Анкета Марселя появилась первой, поэтому мы сразу к нему поехали. Мы знали, что возьмем первого же ребенка, которого позволит нам система. Мы не выбирали, хотя есть люди, которые выбирают. Но надо готовиться к тому, что сегодня ты откажешься, а следующий вариант может быть через год-два-три.

— Почему от вашего Марселя отказывались?

— У него было сложное состояние здоровья. В таких заведениях в принципе не бывает здоровых детей, потому что атмосфера, в которой они находятся, очень травмирующая. Даже здоровые дети становятся нездоровыми. Они находятся в режиме выживания, поэтому организм перестает развиваться. Все дети в учреждениях не соответствуют своему возрасту. Трехлетний ребенок всегда будет физически развит минимум на два года, а интеллектуально — на еще меньше. Люди думают, что детский дом — это круглосуточный садик, где за детьми смотрят и кормят. Но ребенку важно иметь индивидуального взрослого.
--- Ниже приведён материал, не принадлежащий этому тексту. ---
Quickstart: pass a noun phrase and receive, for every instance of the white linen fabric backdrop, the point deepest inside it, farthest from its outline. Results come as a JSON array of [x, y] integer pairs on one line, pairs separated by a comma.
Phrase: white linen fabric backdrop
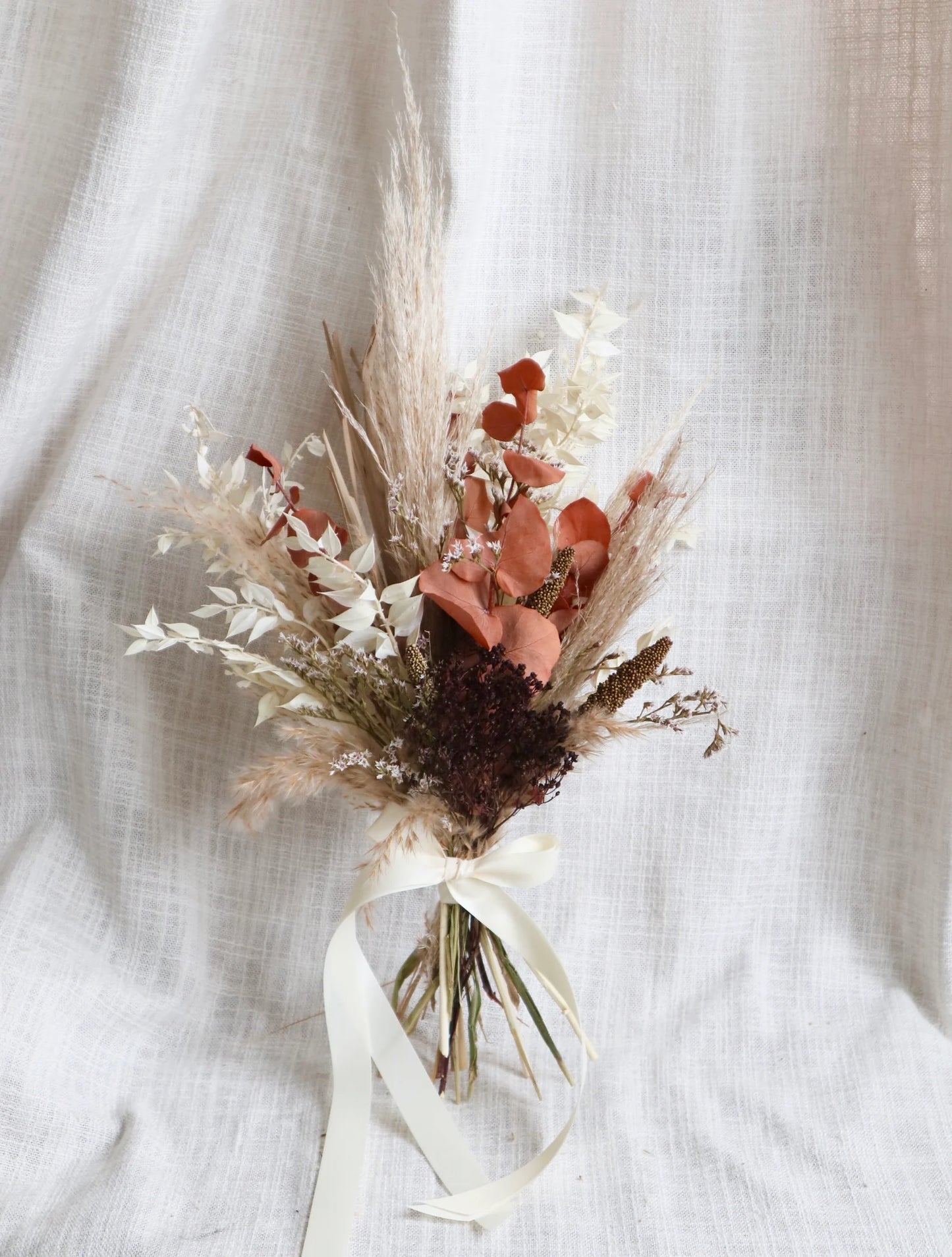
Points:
[[760, 942]]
Когда вам там говорят ребенок здоров, это означает, что у него есть те болезни, с которыми можно справиться любовью или обычным обращением к врачу — отставание в развитии, несложные заболевания и тому подобное. У детей, которые имеют определенные нарушения и недостатки, с которыми не так легко справиться или вообще не факт, что можно справиться, есть большие риски, что их не усыновят вовсе. Обычно именно такие дети появляются на сайте Минсоцполитики.

У Марселя было очень много вопросов по здоровью, часть из которых уже частично решена. С некоторыми придется жить всю жизнь. Но мы за эти полгода настолько адаптировались, что уже не видим их. Только когда спрашивают, я вспоминаю о том, какое у него состояние здоровья. Такие проблемы — это тоже лотерея. Мы не уверены, что родим здорового ребенка. Не стоит бояться. Многие усыновители хотят здорового ребенка, потому что боятся.